Dans l’ombre de la Belgique et de son Premier ministre

Rudy_demotteLe visage et la voix de la Wallonie, c’est lui. Rudy Demotte veille depuis 2007 sur la destinée d’une région wallonne aux compétences élargies, engagée dans la voie d’une autonomie accrue, et, selon le dernier sondage du Soir, il est vu comme le meilleur candidat à sa succession, loin devant les autres. En sa qualité de Ministre-Président de la Wallonie, il a pourtant du mal à se faire entendre. Au niveau médiatique, il est complètement éclipsé par Elio Di Rupo, le visage et la voix d’un gouvernement fédéral qui n’a pas fini de céder des compétences aux entités fédérées mais qui, symboliquement, entretient la flamme d’une Belgique élevée au rang de modèle universel.

Les médias francophones contribuent à faire de la Belgique une nouvelle utopie, un territoire et des hommes dont l’ « indéfectible unité » trouve une justification dans un passé mythique et un rôle actuel d’avant-garde, un pays fait de bric et de broc sentant bon la tolérance et le parler vrai, dont le génie éclaire aujourd’hui la France et demain le monde. Au cœur de cette entreprise de consolidation nationale (ou de mystification totale), il y a surtout le génie d’Elio Di Rupo, dont la communication est bien servie par les médias francophones. Passant du costume de Premier ministre à celui d’illusionniste, Elio Di Rupo n’est plus un homme politique ordinaire. Il plane dans une autre dimension.

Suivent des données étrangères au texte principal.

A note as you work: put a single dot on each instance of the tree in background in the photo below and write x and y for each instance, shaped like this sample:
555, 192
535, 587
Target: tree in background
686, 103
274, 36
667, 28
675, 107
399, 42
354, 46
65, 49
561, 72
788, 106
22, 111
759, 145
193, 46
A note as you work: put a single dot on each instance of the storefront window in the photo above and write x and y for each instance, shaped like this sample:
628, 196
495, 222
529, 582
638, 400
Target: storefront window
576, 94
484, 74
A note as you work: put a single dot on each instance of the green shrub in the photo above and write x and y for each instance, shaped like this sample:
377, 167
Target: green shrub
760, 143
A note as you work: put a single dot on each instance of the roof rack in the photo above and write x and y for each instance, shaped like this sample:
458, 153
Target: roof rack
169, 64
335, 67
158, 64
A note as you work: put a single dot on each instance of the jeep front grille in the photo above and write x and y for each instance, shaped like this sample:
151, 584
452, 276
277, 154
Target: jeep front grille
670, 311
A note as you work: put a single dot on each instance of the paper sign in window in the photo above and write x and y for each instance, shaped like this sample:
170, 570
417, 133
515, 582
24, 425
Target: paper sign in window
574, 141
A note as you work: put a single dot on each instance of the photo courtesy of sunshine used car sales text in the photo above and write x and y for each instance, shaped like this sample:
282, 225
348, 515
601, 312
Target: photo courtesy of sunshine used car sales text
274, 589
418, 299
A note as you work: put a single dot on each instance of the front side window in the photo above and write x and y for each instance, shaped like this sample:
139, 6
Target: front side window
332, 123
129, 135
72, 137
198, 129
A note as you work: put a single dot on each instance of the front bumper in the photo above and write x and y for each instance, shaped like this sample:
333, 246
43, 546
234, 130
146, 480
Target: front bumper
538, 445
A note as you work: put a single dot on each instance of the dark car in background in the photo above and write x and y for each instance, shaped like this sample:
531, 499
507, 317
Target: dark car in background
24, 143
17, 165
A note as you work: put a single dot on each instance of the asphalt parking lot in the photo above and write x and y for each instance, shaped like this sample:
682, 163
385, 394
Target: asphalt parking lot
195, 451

Quel contraste avec ce Rudy Demotte un peu maladroit mais sincère et consciencieux qui s’attire les foudres et les sarcasmes des journalistes à chaque fois qu’il entreprend de mobiliser les Wallons ! Le Ministre-Président de la Wallonie n’est pourtant pas du genre à vouloir s’affranchir du cadre belge. Au fond, son message se résume en un slogan très consensuel (et néanmoins très discutable) : « une Wallonie forte pour une Belgique forte ». Il y en a toutefois qui jugent qu’il met trop de Wallonie dans ses discours, lui qui, à la différence d’un Kris Peeters en Flandre, est loin de se donner des airs de chef d’Etat.

Si la relation paraît si déséquilibrée entre lui et son Premier ministre, ce n’est pas seulement une question d’hommes et de rapport de force interne au Parti socialiste, c’est aussi  que, dans les médias francophones, il paraît normal que la Wallonie s’efface derrière la Belgique, alors que cela ne correspond nullement à la réalité institutionnelle de ce pays « en voie d’évaporation ». Ainsi, aux yeux de l’opinion publique, il est normal qu’un Ministre-Président de la Wallonie se fasse taper sur les doigts quand il cherche à affirmer le fait wallon, même (et surtout) quand la Flandre réclame le confédéralisme. Rudy Demotte a la prudence ou le bon goût de ne pas crier.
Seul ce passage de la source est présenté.